Expert lauds museum’s coin collection

GUWAHATI, Feb 13 – The Assam State Museum is preparing a catalogue of the mediaeval coins in its collection. Danish Moin, Senior Research Officer, Indian Institute of Research in Numismatic Studies, Nasik is leading the entire exercise, which started about one year back. The work is in its final stage. Moin is delivering a talk on the Indian and Assam coins at the Museum tomorrow.

Talking to The Assam Tribune, Moin said that the representation of coins found in Assam could be well understood with the help of the coins kept in the Assam State Museum. And as per as the mediaeval coins are concerned, almost all the major dynasties of mediaeval India and all the major rulers are represented in the State Museum collection, he said. The earliest coins of India, that is, the punch marked ones, are also found in Assam. Most of the ancient Indian coins are also found in Assam.

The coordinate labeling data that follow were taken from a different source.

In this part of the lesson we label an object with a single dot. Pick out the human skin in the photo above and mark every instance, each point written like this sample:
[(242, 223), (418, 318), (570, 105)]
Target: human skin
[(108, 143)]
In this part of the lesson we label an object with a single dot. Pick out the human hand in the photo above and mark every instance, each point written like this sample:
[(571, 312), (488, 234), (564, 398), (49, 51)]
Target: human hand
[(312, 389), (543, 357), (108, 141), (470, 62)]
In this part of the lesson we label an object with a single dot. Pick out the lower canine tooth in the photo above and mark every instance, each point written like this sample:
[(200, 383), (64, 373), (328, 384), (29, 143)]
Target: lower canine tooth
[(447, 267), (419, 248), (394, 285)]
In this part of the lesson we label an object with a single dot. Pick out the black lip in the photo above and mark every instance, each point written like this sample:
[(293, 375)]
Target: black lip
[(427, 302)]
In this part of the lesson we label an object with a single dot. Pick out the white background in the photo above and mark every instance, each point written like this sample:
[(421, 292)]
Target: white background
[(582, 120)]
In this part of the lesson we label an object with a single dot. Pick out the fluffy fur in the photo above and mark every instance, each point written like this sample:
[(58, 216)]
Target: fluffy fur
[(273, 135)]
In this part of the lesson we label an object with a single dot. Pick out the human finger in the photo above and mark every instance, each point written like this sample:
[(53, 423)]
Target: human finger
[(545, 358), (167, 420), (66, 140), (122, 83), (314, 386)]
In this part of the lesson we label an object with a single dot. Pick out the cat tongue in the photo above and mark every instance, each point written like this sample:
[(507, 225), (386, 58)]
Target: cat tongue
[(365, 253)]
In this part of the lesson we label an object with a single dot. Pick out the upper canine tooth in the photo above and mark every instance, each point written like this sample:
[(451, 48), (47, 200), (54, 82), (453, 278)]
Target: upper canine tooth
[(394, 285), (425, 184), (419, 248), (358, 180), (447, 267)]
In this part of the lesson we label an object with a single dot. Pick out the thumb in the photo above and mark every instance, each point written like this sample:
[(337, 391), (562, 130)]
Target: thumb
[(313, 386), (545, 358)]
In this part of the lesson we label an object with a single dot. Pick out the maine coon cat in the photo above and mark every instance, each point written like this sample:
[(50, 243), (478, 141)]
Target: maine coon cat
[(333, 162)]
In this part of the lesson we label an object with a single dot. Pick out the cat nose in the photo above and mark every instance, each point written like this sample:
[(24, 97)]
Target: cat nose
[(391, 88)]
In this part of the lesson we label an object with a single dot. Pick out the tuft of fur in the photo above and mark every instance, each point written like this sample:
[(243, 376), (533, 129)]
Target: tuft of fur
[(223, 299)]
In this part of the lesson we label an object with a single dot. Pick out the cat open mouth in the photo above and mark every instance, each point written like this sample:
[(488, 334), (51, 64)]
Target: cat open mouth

In the mediaeval period, the coins of Bengal became the common coins of Assam too. The capture of Kamata Kamakhya by the Sultans of Bengal is also represented in those coins. During this period, one also comes across the Ahom dynasty, one of the important dynasties of the country, in Assam. They also struck coins. Coins of the Ahoim period are different than those of the Bengal Sultans.

For, these were inscribed in Assamese scripts, not in Arabic and the Ahom rulers had introduced a unique octagonal shape in the coins. The Ahom rulers issued their coins mainly in silver. The coins were very distinct in their style, but, like the Sultans of Delhi, the Ahom rulers also attached importance to the inscriptions on the coins, Moin said.

The coins of the Mughal period, particularly those of Akbars, Jahangir, Sahjahan and Aurangazeb are reported from Assam. The coins of the British period from the Madras Presidency and Bengal Presidency are also found in good number in Assam.

The beginning of the Indian coinage can be traced back to 6th Century BC and the earliest coins of the country are described as punch marked ones. The earliest coins had no inscriptions on them. They simply had some symbols on them and mostly on one side. Punch marked coins were generally made of silver.

Kushana ruler Wima Kadphisis introduced gold coins in India in the 1st Century AD. But during the Gupta period, gold coins became common. Apart from gold and silver, copper, lead and potin coins were also used in ancient India.

In ancient and mediaeval period, the country used to have coinage based on intrinsic value (value of the metal). During those days, foreign trade of India was conducted through gold and silver coins. Purity and weight of these metals were the foremost condition then for acceptability of the coins.

Most of the dynasties ruling India had their own coins since the 6 th Century BC. Ancient Indian coins were primarily issued with the depiction of some symbols or portraits with very limited inscriptions written in Greek, Brahmi and Kharoshti scripts. But of them, Brahmi was the most common script.

Mediaeval Indian coins were primarily issued with inscriptions in Arabic script bearing the names of the rulers, date, mints etc. Iltutmis of the Delhi Sultanate is believed to be the person responsible for the definite shape of the mediaeval Indian coins. Among those who got coins struck during their periods, only some, like Alauddin Mohammad Khalji (who adopted the title of Sikander Sani), Mohammad Bin Tughlaq deserve mention. Tughlaq introduced the token currency.

While the Mughal emperor Akbar had issued coins with the depiction of Rama and Sita , the biggest gold coin of the world was issued by the Mughal emperor Jahangir. The coin weighed around 12 kg. But,unfortunately, the coin is not in India now.

The independent and princely states that emerged after the decline of the Mughal empire, also struck their coins in the name of the Mughal emperors in line with the Mughal coins till 1857. The East India Company had also issued its coins in the name of the Mughal emperors. After 1857, Indian coins were primarily issued in the names of the British monarchs till 1947, said Moin.